Güler, Keçiören'de bir kömür sobasından sızan karbon monoksit gazı zehirlenmesi sonucunda 5 yurttaşın ölümü nedeniyle de başsağlığı dilerken, "İlginç olan doğalgaz alma olanağı bulunanların kömür sobasına yaslanmalarıdır. Bu yoksullara kömür politikası, doğalgazdaki pahalılaşmayı önlemeyen dışa bağımlılık politikasının kurbanlarıdır, 5 yurttaşımız. Onlara rahmet, yakınlarına başsağlığı diliyoruz. Ama o 5 yurttaşın bu zam ve enerji politikasıyla ilgili olarak ortaya çıkan acı bir sonuç olduğu değerlendiriyoruz" dedi.
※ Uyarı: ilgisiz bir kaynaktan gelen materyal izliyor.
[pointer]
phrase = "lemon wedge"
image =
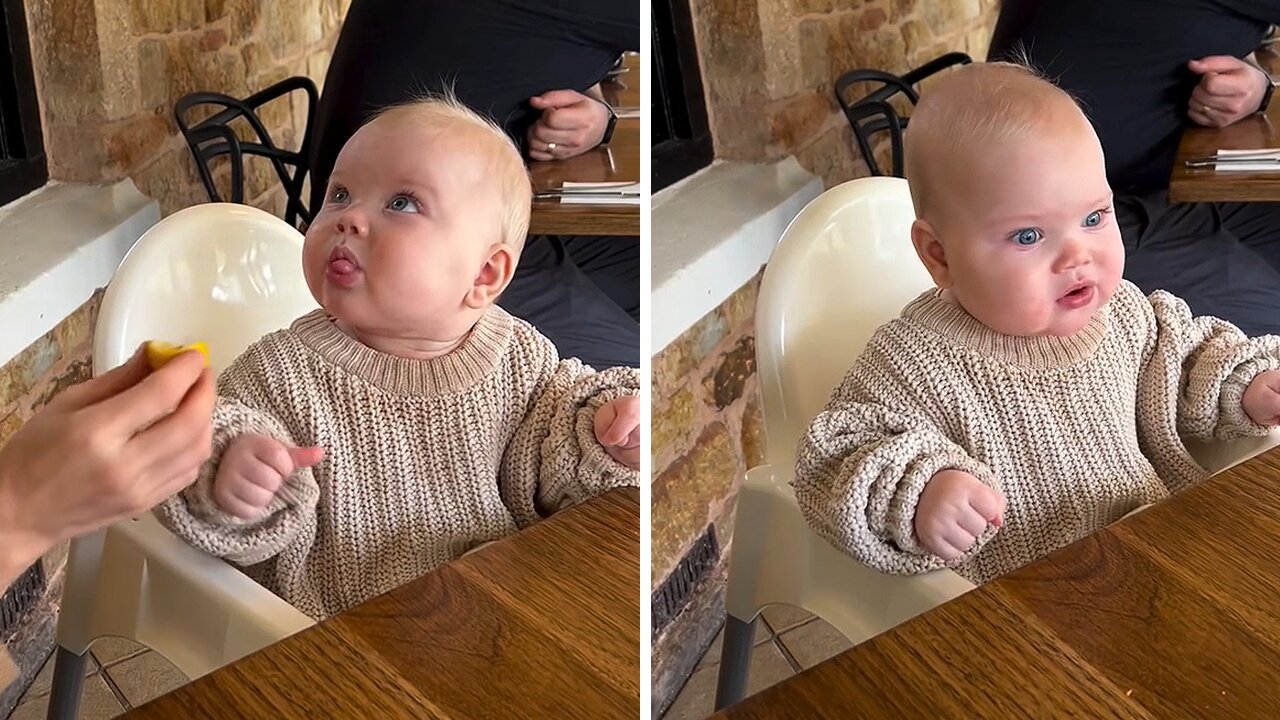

Güler, bugün yine MYK toplantısı sırasında, İstanbul Gaziosmanpaşa Kaymakamlığının içinde bulunan Nüfus Müdürlüğü'nün önünde bir patlama olduğu haberi aldıklarını belirterek, "Orada da 2 vatandaşımızın yaralandığı bildirildi, yaralılara acil şifalar diliyoruz. Bu ne tür bir saldırıdır en kısa zamanda öğreneceğiz ama bu bir saldırı ise, nereden gelirse gelsin nefretle reddediyoruz" diye konuştu. (ANKA)
(GO/ÖZK)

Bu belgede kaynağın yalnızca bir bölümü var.